How can cities measure the playability of their neighborhoods? How can they use this information to inform policies that ensure kids’ access to free play in local environments? Pathways to Equitable Healthy Cities is working with local researchers and societal partners in Vancouver, Accra, London, Dhaka and Beijing to produce actionable knowledge for addressing urban health and equity issues. This research seeks to partner with local stakeholders to understand priorities and needs, assess the health and social impacts of the built environment and to co-produce context-relevant research to inform policies for positive change in each unique setting. Existing initiatives in partner cities offer the opportunity to learn and share knowledge between cities: in London, UK, Street Play provide outside play space for children in urban communities. In Accra, Ghana, the Mmofra Foundation has partnered with children, mothers and local authorities to create play spaces for children in Malata and Nima markets.

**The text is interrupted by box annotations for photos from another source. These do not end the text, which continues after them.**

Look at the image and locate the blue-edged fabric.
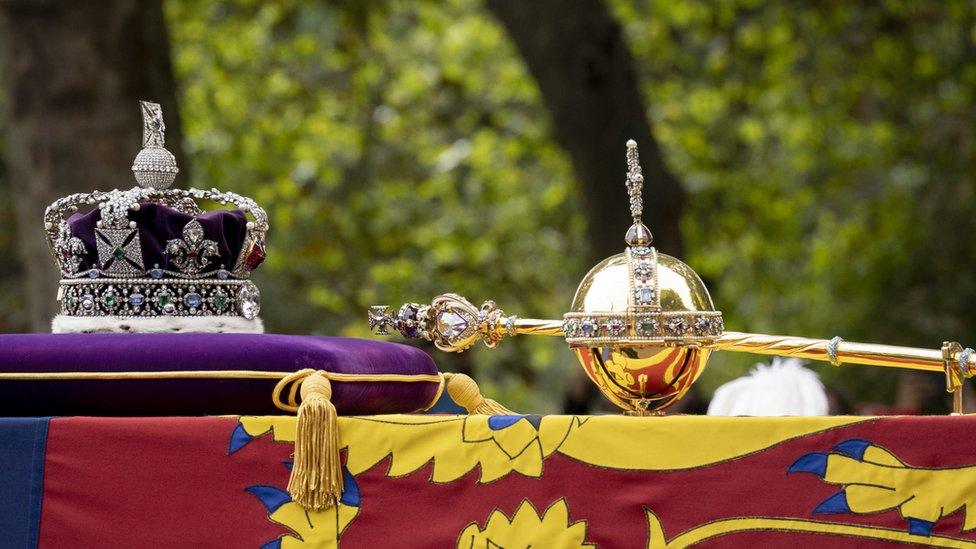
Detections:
[0,418,50,549]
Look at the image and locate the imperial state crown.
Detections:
[44,102,268,332]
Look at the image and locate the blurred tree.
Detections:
[0,0,185,331]
[611,0,976,406]
[166,0,588,410]
[487,0,684,265]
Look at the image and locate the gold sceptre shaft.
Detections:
[369,294,976,413]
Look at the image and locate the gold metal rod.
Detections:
[714,332,948,373]
[515,318,564,337]
[515,318,964,372]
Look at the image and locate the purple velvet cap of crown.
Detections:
[68,203,247,270]
[0,333,439,416]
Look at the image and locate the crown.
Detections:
[44,101,268,332]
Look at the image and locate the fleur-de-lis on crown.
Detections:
[166,219,218,274]
[55,224,87,274]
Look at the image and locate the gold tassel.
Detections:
[288,371,343,511]
[444,373,515,415]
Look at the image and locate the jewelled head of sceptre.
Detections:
[369,141,724,413]
[44,101,268,332]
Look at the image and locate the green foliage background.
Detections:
[0,0,976,412]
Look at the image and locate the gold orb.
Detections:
[563,246,724,413]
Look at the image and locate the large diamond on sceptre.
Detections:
[132,101,180,189]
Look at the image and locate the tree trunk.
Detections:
[487,0,684,263]
[0,0,187,331]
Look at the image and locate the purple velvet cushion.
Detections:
[0,334,438,416]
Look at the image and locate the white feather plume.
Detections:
[708,357,828,416]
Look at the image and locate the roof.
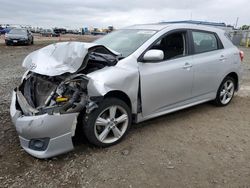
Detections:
[123,22,223,32]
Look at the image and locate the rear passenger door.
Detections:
[190,30,226,100]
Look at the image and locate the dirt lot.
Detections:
[0,36,250,188]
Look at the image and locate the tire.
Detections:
[83,98,132,147]
[214,76,236,106]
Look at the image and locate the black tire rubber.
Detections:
[214,76,236,107]
[83,98,132,147]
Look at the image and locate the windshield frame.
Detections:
[94,28,158,58]
[9,28,28,35]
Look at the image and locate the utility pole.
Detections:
[234,17,239,29]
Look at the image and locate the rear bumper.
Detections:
[10,91,78,158]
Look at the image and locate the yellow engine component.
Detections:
[56,96,69,102]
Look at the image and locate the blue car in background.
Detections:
[0,27,12,35]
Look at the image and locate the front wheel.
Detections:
[215,76,235,106]
[83,98,131,147]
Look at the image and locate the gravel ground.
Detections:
[0,37,250,187]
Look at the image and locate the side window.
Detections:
[151,32,187,60]
[192,31,219,53]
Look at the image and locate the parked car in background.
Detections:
[10,24,244,158]
[41,29,60,37]
[53,28,67,34]
[5,28,34,45]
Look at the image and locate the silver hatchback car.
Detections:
[10,24,244,158]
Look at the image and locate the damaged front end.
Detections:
[16,73,96,116]
[10,42,118,158]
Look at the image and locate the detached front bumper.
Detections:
[10,91,78,158]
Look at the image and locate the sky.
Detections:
[0,0,250,29]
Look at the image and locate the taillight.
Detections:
[240,51,244,61]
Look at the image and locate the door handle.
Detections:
[219,55,227,61]
[182,63,193,69]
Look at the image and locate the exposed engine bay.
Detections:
[16,46,119,116]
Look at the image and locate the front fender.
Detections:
[87,66,139,113]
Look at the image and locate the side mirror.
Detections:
[143,50,164,61]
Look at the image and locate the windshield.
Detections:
[9,29,26,35]
[95,29,156,57]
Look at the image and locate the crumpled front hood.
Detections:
[23,42,107,76]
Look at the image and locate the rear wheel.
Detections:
[215,76,235,106]
[83,98,131,147]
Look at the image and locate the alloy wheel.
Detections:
[94,105,129,144]
[220,80,234,105]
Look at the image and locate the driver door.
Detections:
[139,31,194,118]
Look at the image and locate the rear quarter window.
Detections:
[192,31,219,54]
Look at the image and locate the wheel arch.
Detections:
[224,72,239,91]
[104,90,132,110]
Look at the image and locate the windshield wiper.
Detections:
[90,52,117,66]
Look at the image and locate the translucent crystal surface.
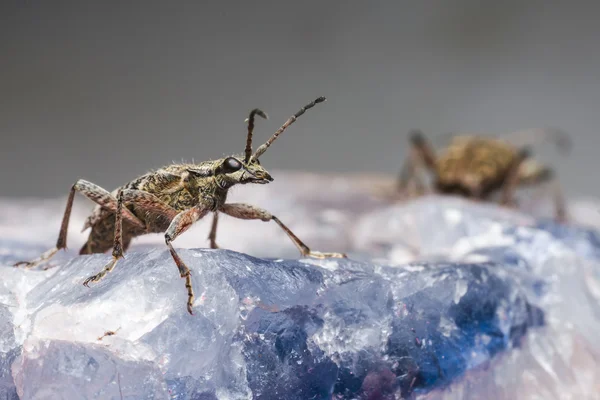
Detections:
[0,175,600,399]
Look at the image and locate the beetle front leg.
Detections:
[208,212,219,249]
[519,163,568,222]
[398,131,436,196]
[165,206,209,315]
[219,203,347,259]
[500,149,530,206]
[83,191,123,287]
[15,179,144,268]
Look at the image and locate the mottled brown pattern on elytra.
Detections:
[17,97,345,314]
[398,131,566,221]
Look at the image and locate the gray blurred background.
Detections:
[0,0,600,197]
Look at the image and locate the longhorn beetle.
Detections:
[15,97,346,314]
[398,129,571,222]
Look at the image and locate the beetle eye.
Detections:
[221,157,242,174]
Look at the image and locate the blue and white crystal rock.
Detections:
[0,174,600,399]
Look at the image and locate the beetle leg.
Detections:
[398,131,436,196]
[83,189,177,286]
[500,150,530,206]
[219,203,346,259]
[208,212,219,249]
[15,179,145,268]
[519,160,568,222]
[165,206,209,314]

Currently, we are working to develop a flexible metric using existing city data and large-scale data sources such as street-view images to assess the playability of neighborhood built environments. Engagement with local children, parents, experts and policy makers will inform the adaptation of this tool for use in different contexts, with the goal of enabling cities to identify areas of high and low playability and assess equitable distribution of playable spaces within their populations. 

Though the challenges of supporting healthy childhoods are vastly different across geographies, cultures and contexts of Pathways partner cities, ensuring that all children are able to thrive in our cities emerged as a top priority in initial meetings with stakeholders and researchers from all sites.  As I watch my son fully engage in the work of childhood, I am inspired by the thought of learning from the children, parents, experts and policy makers across these diverse settings and of working together to create environments that support kids’ health and development and make room in cities for their experience of joy.